If you are fortunate enough to live in a mild climate with plenty of sunshine, you know the benefits of those sunny days: plenty of outdoor activities such as running, golf, tennis, cycling and boating. Plenty of sunshine and fresh air will also boost your natural Vitamin D stores and leave you feeling invigorated.
The Disadvantages of All That Vitamin D
The downside to all that sun exposure and outdoor activity is an increased risk of skin cancer. Chances are one in 5 Americans will be diagnosed with some form of skin cancer by their 70th birthday. If you’ve been diagnosed with either Basal Cell Carcinoma or Squamous Cell Carcinoma, your dermatologist may have recommended the Mohs procedure, or Mohs surgery as a first line of treatment.

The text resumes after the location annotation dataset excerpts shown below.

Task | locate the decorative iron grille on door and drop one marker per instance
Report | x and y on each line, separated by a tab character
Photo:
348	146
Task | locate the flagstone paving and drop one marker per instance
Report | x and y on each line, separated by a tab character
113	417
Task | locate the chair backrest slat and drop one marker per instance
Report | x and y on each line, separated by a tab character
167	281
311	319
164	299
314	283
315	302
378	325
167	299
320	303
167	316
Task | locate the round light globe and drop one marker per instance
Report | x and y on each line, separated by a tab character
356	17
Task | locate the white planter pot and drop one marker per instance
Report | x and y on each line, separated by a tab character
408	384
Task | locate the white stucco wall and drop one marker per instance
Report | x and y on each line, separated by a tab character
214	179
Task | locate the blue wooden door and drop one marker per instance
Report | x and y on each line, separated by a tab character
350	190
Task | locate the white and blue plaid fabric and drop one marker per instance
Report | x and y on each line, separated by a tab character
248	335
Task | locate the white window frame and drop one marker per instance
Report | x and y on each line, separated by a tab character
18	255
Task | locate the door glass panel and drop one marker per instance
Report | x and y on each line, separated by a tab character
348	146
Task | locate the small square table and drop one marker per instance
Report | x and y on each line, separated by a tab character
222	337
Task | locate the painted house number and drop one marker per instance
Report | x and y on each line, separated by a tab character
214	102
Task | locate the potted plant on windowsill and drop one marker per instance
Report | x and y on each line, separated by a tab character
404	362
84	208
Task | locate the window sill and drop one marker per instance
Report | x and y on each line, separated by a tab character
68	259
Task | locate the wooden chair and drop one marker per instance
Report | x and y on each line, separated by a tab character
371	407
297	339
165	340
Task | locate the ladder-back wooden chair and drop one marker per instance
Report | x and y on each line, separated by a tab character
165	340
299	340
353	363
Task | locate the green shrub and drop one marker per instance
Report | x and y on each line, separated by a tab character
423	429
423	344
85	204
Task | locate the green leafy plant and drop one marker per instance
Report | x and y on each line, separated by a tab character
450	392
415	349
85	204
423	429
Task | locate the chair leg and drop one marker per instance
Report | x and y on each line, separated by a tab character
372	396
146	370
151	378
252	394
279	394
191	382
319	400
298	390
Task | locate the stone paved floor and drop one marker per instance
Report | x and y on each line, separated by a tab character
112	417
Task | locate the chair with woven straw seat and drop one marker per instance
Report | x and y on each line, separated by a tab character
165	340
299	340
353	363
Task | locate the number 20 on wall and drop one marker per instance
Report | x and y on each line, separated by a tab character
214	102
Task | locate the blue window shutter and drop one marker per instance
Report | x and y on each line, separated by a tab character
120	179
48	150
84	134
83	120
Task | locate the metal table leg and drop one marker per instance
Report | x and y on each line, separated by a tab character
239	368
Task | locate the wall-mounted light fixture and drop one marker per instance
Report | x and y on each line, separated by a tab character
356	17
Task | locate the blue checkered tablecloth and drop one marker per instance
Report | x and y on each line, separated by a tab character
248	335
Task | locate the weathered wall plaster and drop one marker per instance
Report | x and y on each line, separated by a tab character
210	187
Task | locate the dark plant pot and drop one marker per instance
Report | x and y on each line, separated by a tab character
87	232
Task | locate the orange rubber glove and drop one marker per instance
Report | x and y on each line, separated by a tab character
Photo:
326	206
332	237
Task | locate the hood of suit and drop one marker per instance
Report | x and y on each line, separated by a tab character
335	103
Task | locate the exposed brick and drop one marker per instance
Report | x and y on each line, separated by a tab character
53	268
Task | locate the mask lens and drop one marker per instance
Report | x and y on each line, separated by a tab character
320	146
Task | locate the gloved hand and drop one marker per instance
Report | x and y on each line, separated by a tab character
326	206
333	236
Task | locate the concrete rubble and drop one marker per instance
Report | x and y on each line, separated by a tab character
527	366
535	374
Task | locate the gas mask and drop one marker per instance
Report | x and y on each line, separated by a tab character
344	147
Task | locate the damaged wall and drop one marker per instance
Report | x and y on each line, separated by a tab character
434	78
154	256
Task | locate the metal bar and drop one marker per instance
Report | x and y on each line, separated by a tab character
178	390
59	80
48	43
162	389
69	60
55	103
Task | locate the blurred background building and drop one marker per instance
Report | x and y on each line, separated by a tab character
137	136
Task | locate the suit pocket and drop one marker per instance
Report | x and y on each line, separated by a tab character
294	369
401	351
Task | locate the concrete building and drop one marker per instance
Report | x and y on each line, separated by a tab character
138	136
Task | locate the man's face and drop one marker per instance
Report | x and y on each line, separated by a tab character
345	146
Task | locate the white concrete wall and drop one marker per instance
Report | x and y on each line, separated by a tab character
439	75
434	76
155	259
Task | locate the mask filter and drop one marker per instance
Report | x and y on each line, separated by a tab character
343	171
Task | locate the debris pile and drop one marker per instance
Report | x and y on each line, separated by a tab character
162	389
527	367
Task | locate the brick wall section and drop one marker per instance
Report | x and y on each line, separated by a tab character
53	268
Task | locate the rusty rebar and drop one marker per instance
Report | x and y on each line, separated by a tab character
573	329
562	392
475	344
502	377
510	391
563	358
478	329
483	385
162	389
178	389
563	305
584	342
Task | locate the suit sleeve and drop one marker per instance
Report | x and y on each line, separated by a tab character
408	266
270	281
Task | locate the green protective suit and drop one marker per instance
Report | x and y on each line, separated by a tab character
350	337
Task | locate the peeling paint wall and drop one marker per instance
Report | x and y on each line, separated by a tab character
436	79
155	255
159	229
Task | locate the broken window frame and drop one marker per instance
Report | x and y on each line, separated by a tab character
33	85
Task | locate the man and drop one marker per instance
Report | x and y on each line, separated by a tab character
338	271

What Happens During Mohs Surgery?
Great news! The Mohs procedure is done right in your skin specialist’s office or an outpatient facility. The procedure is done in stages in a single visit. The dermatologist or surgeon will first numb the area with a local anesthetic and then will remove very thin layer of skin.
The skin specimen is then examined under a microscope, and the surgeon will determine if any cancer cells are present in that layer. If cancer cells are present in the first specimen, the specialist will know the precise location of the cancer cells and will remove another layer within the affected area only.
The surgeon continues to remove and examine isolated, thin layers of skin until cancer cells are no longer present in the specimen. Since all the layers are examined in the laboratory while you wait, there is no need for a return visit to remove all the cancerous skin cells.
The Mohs procedure is considered to be the Gold Standard of treatment for Basal Cell Carcinoma and Squamous cell carcinoma in that it spares the healthy surrounding tissue and minimizes scarring. It is mostly used on areas such as nose, ears, eyes, lips, and your fingers and toes. Mohs surgery preserves the full function of these areas as well as their cosmetic appearance.
If you’ve been diagnosed with Basal Cell Carcinoma or Squamous Cell Carcinoma, the Mohs procedure is the first line of treatment preferred by dermatologists and surgeons. The procedure is done under local anesthetic on an outpatient basis, and will eliminate cancerous cells while retaining the function and appearance of the affected area.